Arkansas State University-Beebe is a public community college in Arkansas. The Beebe campus is accessible from Interstate 57 at Exit 29.

== Campuses ==

- Arkansas State University-Beebe
- Arkansas State University-Beebe Searcy Campus
- Arkansas State University-Beebe Heber Springs Campus
- Arkansas State University-Beebe at Little Rock Air Force Base in Jacksonville
- Arkansas State University-Beebe Online Campus

==Academics==

=== Admission ===
ASU-Beebe has an open enrollment policy. For the 2023-2024 Academic Year, ASU-Beebe reported an annual headcount of 4,027 students.

As of the 2024–2025 academic year, tuition was $119.00 per credit hour.
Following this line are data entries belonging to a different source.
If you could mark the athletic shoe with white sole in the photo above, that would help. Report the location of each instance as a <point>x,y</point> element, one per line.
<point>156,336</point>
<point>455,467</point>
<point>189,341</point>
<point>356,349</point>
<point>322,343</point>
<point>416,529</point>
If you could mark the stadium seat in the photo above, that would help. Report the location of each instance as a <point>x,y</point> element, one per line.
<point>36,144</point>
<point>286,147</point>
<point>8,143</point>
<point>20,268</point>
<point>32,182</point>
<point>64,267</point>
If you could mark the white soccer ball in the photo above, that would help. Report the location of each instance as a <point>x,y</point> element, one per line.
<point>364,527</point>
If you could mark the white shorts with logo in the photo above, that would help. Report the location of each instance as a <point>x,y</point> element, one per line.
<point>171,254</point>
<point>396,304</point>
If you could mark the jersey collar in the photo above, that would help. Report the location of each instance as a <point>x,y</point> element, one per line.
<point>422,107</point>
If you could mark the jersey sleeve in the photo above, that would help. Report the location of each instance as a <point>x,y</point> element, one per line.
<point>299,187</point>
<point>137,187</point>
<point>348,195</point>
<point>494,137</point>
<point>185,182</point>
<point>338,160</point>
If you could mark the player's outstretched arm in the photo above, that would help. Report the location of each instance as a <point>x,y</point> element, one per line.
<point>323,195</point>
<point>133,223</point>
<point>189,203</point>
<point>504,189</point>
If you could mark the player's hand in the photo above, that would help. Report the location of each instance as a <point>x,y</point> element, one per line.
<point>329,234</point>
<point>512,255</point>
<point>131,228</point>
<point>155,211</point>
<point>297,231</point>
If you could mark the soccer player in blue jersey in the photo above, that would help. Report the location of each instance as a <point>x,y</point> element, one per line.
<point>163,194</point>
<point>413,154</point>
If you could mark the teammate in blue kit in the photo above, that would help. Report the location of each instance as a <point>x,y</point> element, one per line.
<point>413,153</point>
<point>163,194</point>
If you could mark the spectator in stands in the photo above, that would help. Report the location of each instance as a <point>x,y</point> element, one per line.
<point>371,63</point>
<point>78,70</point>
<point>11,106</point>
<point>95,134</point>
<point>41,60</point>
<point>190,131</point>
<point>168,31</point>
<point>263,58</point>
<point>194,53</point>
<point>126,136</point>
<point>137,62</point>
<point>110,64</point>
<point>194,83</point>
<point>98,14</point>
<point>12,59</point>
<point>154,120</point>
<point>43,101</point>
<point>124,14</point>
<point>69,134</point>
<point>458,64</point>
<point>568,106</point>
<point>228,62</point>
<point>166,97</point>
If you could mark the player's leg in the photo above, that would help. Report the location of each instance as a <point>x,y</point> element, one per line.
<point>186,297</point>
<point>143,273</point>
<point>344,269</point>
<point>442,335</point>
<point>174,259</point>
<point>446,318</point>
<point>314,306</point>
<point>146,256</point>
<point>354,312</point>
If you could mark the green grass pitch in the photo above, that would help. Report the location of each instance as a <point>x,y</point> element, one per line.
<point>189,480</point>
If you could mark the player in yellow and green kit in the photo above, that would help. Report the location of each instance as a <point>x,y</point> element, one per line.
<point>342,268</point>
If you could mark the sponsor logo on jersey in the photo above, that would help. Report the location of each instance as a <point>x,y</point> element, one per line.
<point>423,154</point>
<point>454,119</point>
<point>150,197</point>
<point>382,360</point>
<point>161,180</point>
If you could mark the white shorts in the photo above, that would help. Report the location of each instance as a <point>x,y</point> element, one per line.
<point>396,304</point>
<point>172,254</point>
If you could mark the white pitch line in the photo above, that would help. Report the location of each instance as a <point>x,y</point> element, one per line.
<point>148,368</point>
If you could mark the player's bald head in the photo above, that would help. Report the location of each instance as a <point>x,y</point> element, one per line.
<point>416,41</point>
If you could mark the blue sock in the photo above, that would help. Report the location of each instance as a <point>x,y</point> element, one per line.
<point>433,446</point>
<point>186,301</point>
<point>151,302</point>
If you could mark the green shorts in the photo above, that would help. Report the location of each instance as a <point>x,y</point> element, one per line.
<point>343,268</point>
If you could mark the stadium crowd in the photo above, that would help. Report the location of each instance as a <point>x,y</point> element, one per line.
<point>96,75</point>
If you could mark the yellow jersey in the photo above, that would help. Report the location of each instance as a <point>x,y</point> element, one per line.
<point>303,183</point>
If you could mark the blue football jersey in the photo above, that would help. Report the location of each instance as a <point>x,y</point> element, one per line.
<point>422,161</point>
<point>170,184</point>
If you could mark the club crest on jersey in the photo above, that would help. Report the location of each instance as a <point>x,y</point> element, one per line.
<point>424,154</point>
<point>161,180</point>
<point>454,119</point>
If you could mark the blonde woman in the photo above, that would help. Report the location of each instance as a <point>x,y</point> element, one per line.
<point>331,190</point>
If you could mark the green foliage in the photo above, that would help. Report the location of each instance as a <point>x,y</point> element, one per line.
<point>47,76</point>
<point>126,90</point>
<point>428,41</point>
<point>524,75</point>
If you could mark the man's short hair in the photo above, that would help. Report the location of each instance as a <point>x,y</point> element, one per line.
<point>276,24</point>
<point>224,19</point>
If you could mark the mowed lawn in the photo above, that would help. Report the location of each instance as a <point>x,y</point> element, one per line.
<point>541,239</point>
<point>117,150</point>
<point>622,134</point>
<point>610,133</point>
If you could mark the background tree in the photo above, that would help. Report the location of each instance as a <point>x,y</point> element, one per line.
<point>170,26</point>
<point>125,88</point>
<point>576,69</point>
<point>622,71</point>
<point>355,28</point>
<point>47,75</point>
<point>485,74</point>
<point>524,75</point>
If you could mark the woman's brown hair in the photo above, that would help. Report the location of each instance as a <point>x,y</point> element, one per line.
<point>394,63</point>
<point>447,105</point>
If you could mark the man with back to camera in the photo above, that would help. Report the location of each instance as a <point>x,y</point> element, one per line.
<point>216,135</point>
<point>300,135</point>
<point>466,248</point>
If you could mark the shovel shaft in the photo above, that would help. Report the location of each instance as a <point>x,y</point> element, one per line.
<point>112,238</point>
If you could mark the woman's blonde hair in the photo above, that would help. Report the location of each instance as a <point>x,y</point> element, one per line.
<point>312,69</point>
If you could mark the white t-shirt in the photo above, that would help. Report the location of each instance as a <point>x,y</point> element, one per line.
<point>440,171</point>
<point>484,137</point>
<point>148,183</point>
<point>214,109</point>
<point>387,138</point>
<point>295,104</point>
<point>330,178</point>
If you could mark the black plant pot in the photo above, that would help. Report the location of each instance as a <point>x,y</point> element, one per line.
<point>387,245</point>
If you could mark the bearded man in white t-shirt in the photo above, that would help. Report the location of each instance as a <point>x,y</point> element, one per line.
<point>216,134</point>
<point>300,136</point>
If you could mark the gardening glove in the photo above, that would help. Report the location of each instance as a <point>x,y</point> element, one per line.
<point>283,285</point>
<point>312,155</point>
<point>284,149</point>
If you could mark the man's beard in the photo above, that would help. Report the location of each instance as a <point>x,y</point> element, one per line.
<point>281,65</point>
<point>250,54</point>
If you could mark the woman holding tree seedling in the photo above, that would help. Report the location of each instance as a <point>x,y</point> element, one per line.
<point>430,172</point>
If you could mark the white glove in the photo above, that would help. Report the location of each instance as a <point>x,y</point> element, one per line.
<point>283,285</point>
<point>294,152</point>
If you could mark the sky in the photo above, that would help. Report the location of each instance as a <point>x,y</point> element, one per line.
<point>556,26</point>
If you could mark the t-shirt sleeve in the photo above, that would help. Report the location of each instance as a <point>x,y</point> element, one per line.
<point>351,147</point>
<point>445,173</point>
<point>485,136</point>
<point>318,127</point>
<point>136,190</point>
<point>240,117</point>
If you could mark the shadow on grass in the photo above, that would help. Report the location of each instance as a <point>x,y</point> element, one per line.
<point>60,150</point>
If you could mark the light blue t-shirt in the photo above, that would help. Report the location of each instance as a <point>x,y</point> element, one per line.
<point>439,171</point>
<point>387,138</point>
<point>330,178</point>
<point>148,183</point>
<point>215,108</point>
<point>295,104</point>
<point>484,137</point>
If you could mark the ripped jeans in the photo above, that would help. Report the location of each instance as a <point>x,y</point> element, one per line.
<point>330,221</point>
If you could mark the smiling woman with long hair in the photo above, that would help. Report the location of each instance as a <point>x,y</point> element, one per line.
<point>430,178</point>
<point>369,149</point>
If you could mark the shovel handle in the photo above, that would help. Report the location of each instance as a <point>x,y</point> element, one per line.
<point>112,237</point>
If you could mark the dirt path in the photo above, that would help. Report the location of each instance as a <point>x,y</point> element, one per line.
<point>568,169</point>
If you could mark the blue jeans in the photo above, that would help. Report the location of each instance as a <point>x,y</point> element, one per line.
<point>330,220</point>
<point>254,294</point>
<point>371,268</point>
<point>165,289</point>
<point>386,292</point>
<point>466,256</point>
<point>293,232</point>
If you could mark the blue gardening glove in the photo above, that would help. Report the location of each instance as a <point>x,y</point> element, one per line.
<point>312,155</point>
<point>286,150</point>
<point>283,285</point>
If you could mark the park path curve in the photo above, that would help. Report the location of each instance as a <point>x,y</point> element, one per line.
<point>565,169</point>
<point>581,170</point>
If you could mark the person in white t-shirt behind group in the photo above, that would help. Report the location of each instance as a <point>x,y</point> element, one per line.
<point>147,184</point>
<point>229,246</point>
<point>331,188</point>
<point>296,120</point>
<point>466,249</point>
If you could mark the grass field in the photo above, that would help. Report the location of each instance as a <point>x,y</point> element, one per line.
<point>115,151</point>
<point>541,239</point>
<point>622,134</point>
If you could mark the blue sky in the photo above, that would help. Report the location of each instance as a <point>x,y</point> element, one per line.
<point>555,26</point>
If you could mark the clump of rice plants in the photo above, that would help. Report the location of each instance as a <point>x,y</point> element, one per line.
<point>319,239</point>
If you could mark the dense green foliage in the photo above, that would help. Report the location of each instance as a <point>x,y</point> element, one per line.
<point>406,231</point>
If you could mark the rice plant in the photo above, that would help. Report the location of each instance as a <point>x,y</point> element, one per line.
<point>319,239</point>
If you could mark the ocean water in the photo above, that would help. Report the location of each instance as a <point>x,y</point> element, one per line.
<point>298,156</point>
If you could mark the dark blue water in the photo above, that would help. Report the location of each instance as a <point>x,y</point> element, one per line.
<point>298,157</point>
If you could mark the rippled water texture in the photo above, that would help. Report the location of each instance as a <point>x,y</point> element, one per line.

A tuition & fee estimate per semester was $2,085.00 for 15 credit hours.

=== Teaching and learning ===
ASU-Beebe offers degrees and certificates such as associate degrees, technical certificates, and certificates of proficiency. The associate degree programs last for two years for full-time students. Programs include liberal arts and sciences, general studies and humanities, health professions, and business management and marketing.

Physical campuses are located in Beebe, Heber Springs, Searcy, and the Little Rock Air Force Base (Jacksonville). The university also offers online-only courses via ASU-Beebe Online.

ASU-Beebe offers 2+2 programs in affiliation with other colleges and universities to work toward a bachelor's degree, such as the University of Central Arkansas. Students are assigned an academic advisor who ensures students only take classes that are transferable and will work toward their chosen degree. The university also has a partnership with Arkansas State University of Jonesboro to offer baccalaureate and graduate degrees on the Beebe campus.

=== Regional Career Center ===
ASU-Beebe has a Regional Career Center (RCC), which offers full academic college credit for high school students. High school students are eligible to receive concurrent credit while they attend high school. RCC locations include the Searcy and Heber Springs campuses as well as the Lonoke Business Academy.

==Student Services==

=== Career Services ===
ASU-Beebe's Career Services offers workshops, seminars, résumé and cover letter assistance, mock interviews, and job search assistance. This includes the school's "Hire Vanguard" program that facilitates partnerships with area businesses for student job and internship placement.

=== Career Pathways ===
Career Pathways at ASU-Beebe helps low-income parents, providing benefits for eligible students which may include tuition and fees, childcare expenses, and fuel vouchers.

=== Veteran Services ===
ASU-Beebe's commitment to the military goes back years. In addition to its campus located on the Little Rock Air Force Base in Jacksonville, the university assists active-duty military, veterans and their families with educational funding.